You want to believe that nothing of the you that you are now resembles the you who was a flower, but you’re not so stupid that you can’t recognize the threads of malice that have been woven through your being so snugly it’s as though they’ve always been there. That urge, whatever it is, lingers in your dust as well, as though it hadn’t simply been a way of occupying time and chasing sensation after all but had instead been something permanent, something essential, that had at some point been etched onto your very soul without your knowledge, fixing itself firmly into place.

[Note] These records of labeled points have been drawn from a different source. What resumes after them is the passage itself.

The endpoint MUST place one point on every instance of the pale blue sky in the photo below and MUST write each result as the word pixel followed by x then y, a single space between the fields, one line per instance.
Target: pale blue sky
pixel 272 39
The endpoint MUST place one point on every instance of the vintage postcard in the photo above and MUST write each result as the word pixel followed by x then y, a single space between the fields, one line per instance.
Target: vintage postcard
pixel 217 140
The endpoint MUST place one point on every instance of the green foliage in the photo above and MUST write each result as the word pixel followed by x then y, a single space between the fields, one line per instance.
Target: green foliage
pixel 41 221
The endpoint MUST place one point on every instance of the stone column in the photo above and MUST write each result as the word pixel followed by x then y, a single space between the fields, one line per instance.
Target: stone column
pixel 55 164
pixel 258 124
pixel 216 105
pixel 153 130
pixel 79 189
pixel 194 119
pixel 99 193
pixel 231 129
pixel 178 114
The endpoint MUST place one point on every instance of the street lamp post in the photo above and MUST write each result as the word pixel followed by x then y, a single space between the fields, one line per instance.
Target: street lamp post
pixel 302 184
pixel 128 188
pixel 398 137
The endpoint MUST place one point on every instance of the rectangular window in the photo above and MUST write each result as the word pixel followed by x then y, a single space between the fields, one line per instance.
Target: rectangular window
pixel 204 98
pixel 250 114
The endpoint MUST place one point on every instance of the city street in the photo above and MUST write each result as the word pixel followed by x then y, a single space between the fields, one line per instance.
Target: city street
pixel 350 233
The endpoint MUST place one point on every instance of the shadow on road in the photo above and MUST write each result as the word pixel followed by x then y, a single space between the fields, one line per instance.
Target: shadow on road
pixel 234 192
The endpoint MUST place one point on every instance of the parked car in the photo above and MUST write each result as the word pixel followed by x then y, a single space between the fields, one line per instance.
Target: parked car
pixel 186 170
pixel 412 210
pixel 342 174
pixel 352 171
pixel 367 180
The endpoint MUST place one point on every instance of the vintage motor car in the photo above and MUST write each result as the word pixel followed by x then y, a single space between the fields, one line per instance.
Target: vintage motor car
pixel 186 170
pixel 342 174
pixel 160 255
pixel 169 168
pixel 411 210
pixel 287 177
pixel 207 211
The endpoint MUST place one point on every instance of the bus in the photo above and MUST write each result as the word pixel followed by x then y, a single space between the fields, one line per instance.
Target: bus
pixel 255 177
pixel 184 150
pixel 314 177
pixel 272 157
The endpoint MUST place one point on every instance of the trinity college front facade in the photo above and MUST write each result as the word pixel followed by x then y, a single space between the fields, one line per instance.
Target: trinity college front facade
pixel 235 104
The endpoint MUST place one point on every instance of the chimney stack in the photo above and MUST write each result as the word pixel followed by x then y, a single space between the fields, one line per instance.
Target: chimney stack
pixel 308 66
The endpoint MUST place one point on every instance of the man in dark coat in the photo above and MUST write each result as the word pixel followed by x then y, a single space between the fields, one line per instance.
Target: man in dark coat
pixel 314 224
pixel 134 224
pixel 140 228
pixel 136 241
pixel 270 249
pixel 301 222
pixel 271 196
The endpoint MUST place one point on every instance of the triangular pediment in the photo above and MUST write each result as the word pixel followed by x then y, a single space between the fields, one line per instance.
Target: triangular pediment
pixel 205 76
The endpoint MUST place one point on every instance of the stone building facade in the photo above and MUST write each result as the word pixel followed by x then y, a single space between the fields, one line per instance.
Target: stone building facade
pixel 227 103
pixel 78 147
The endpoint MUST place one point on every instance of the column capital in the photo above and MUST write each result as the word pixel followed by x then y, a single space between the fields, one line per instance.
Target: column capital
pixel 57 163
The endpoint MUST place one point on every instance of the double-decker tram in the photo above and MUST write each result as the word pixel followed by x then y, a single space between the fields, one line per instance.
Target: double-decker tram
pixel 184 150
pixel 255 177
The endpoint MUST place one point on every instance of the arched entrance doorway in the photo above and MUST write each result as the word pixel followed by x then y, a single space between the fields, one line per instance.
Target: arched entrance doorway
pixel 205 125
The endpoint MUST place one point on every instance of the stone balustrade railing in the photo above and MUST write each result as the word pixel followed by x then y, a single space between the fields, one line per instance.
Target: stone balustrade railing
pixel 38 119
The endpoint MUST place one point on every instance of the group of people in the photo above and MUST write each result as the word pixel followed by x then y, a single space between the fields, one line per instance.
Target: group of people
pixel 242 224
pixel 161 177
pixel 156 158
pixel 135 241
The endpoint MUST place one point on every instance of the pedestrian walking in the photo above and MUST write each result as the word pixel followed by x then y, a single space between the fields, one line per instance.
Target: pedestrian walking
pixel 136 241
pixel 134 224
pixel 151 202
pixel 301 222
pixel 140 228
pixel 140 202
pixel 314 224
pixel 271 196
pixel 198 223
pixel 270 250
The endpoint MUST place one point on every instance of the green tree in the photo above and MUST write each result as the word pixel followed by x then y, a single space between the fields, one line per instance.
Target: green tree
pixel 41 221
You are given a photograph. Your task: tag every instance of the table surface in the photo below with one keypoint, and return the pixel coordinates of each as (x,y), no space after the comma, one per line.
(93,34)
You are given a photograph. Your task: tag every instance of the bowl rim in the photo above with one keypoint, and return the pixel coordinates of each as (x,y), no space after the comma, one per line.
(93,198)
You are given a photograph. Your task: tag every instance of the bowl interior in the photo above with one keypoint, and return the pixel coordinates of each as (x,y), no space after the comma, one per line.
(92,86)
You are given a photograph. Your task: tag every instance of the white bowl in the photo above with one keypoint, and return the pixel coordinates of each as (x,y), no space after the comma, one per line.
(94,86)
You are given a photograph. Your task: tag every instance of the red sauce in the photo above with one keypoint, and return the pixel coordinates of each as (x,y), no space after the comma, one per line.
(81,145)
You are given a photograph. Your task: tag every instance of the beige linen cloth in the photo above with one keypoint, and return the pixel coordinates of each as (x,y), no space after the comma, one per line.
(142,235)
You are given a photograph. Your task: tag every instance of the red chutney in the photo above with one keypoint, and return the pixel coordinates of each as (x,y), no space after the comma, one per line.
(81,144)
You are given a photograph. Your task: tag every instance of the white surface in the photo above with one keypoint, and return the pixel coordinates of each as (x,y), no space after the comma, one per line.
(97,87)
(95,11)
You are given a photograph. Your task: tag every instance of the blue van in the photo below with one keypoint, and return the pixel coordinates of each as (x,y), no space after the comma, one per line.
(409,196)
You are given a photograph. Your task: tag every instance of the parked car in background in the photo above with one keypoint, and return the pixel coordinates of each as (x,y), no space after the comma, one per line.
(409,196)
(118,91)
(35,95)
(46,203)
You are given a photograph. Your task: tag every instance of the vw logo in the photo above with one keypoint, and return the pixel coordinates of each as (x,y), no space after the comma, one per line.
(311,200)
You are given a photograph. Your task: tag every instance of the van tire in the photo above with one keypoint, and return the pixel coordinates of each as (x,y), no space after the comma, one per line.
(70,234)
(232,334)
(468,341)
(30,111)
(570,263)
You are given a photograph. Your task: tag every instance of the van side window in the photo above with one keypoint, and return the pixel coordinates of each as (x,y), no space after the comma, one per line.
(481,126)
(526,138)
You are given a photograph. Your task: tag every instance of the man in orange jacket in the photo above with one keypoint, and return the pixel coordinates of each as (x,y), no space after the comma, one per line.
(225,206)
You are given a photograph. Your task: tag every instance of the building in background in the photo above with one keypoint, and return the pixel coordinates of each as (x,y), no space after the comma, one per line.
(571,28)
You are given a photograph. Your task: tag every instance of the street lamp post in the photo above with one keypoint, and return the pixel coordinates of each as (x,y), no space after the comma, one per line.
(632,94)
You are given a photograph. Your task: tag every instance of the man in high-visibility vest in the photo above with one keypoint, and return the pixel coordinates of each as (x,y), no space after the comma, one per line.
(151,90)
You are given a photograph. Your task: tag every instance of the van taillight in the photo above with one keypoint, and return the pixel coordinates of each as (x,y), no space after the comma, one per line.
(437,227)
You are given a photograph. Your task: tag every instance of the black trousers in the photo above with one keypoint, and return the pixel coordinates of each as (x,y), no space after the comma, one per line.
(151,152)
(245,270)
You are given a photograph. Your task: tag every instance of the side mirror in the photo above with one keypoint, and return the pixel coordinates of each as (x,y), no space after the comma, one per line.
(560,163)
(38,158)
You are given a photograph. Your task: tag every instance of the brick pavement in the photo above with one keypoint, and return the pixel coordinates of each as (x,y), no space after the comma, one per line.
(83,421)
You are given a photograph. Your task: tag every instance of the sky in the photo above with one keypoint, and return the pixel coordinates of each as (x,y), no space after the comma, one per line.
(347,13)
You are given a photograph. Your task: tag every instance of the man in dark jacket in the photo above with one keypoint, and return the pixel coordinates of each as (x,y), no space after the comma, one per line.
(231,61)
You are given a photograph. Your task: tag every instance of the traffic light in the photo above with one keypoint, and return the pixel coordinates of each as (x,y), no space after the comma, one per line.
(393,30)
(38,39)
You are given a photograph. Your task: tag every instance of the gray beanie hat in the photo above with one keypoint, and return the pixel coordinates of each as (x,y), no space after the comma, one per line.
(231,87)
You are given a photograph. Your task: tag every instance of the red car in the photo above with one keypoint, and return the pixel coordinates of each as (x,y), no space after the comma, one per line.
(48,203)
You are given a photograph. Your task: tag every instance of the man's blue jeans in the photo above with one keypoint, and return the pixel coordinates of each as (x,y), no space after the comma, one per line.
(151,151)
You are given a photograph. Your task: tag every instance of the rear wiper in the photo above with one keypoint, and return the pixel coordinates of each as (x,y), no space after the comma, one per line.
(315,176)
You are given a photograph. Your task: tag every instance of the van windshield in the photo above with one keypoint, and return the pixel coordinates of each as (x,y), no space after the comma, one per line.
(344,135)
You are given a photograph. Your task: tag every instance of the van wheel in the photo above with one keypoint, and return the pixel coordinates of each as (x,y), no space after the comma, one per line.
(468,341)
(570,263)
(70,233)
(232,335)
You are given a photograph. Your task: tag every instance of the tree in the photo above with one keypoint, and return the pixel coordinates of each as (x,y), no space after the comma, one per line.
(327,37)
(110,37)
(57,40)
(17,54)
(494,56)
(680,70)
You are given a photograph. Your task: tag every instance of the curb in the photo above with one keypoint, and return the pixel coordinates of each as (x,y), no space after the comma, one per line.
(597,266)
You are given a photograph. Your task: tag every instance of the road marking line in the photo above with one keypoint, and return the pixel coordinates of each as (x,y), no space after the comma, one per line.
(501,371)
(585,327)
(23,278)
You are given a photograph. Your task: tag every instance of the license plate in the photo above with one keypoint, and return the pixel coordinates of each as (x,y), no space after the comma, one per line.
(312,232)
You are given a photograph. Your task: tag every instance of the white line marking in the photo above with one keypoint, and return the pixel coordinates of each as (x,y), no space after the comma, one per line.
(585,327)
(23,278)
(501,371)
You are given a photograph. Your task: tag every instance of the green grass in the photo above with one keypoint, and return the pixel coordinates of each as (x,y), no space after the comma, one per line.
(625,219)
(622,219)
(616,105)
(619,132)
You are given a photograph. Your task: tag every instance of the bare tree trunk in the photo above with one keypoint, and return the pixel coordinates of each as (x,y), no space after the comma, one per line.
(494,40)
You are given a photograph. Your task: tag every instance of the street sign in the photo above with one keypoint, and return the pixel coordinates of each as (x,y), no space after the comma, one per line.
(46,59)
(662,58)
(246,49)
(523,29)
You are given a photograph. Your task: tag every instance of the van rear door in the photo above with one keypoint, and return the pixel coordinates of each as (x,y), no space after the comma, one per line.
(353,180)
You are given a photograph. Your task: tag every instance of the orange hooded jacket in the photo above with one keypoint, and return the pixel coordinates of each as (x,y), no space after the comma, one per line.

It’s not something you want to think about, so you ignore it even as it boils underneath your skin. But you guess nobody is surprised when it finally boils over and you find yourself thinking I wonder if…?
You’re lying in your bed the night you do, trying to remember how to sleep. It starts as just a thought, one that reasonably should be allowed to pass, but it’s a thought that sticks with you, and you toss and turn as though trying to shake it from your mind.
But finally, you touch one of your claws to the base of your wrist.
It digs into your skin with surprising ease. It’s not as simple as the tearing of a petal or the experimental singeing of a leaf had been, but you suppose the intent to harm is there and that’s what counts when it comes to damaging a monster.
Your mind flashes briefly to an image of your entire arm collapsing into dust, but you don’t cut deep enough for that. It’s just a line, that’s all, a thin line dragged across your skin. Only a sprinkling of dust falls onto your mattress, but that disappears soon enough, and then you’re left with only a pain that somehow feels almost solid.
The relief is far more palpable than you’d have thought. The pain is richer than it had been back when you were a flower, too. And, you realize, your fur is thick enough that nobody will ever have to know it even happened. Aside from dust, dust which always vanishes, there’s no evidence of what you’ve done at all, and you’re the only one who’s hurt.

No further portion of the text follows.